By Bill Hayton
BBC News, Vietnam
Vietnam's leaders have decided to remove dozens of companies from the control of the armed forces and the ruling Communist Party.
The military is being told to concentrate on defence
The companies will instead be transferred to civilian ownership.
The decision, taken last week by the Communist Party's main policy-making body, the Central Committee, represents a significant break with the past.
Many state and party organisations have made large amounts of money by going into business.
Vietnam's armed forces own a mobile phone company, a bank, shipbuilders, textile factories and even hotels - in total more than 100 firms.
Most of these began by making weapons or uniforms but increasingly they have taken on a life of their own.
Some senior officers have found a comfortable second career as company directors.

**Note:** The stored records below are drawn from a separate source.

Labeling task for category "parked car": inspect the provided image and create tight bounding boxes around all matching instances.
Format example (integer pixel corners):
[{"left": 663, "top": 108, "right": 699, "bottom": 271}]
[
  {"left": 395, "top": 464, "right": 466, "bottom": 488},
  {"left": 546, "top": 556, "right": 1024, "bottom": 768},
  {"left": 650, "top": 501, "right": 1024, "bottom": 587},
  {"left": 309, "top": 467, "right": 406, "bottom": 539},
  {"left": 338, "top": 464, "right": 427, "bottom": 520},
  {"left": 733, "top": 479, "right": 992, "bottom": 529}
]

But now the ruling Communist Party has decided the military should concentrate on defending the country and only keep hold of companies with genuine security functions.
The party and party-controlled organisations will also lose control of their businesses.

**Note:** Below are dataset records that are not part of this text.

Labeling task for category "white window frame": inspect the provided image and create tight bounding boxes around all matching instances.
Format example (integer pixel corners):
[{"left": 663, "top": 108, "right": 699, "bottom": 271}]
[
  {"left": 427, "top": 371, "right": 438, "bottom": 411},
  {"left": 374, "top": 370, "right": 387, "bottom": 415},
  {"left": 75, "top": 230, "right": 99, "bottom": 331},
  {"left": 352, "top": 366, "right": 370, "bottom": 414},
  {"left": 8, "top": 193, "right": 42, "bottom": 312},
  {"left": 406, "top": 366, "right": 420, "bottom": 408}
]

It is a major step and will involve taking on a number of vested interests.
But it is a sign the party is serious about separating the running of the country from day-to-day business decisions.

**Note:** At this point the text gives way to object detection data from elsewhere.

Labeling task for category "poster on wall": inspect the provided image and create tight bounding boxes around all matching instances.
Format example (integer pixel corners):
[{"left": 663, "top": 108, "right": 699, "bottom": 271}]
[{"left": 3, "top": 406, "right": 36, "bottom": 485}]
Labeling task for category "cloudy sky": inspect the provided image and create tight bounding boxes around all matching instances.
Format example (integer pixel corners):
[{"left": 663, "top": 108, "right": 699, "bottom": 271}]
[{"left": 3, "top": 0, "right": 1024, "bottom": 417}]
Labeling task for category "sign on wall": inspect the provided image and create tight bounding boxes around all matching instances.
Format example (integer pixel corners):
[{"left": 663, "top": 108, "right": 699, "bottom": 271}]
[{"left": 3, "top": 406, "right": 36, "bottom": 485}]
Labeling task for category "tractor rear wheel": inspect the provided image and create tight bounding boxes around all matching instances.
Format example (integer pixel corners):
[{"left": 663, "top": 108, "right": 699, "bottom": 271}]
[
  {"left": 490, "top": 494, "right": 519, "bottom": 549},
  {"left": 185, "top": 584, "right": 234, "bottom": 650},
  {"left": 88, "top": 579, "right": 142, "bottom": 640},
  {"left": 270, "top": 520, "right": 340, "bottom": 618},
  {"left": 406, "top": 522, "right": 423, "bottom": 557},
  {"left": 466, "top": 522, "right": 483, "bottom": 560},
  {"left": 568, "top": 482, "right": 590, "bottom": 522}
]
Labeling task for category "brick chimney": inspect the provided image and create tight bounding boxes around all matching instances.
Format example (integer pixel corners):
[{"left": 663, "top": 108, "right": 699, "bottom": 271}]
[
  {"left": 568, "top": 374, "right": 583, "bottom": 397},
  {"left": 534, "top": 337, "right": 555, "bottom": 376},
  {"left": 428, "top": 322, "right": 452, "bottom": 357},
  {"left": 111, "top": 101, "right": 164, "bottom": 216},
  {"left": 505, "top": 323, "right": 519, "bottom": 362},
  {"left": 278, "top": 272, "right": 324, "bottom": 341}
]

It is part of a policy to bring all state-owned enterprises under the control of a single holding company - with a view to selling off stakes to private investors.
Some senior officials want to emulate the model of Singapore's state holding corporation, Temasek, which allows the government to control the overall direction of companies but also get access to foreign investment and skills.
No details have yet been released about how the process will work in Vietnam, or how long it will take.
There is bound to be plenty of debate before it is fully implemented.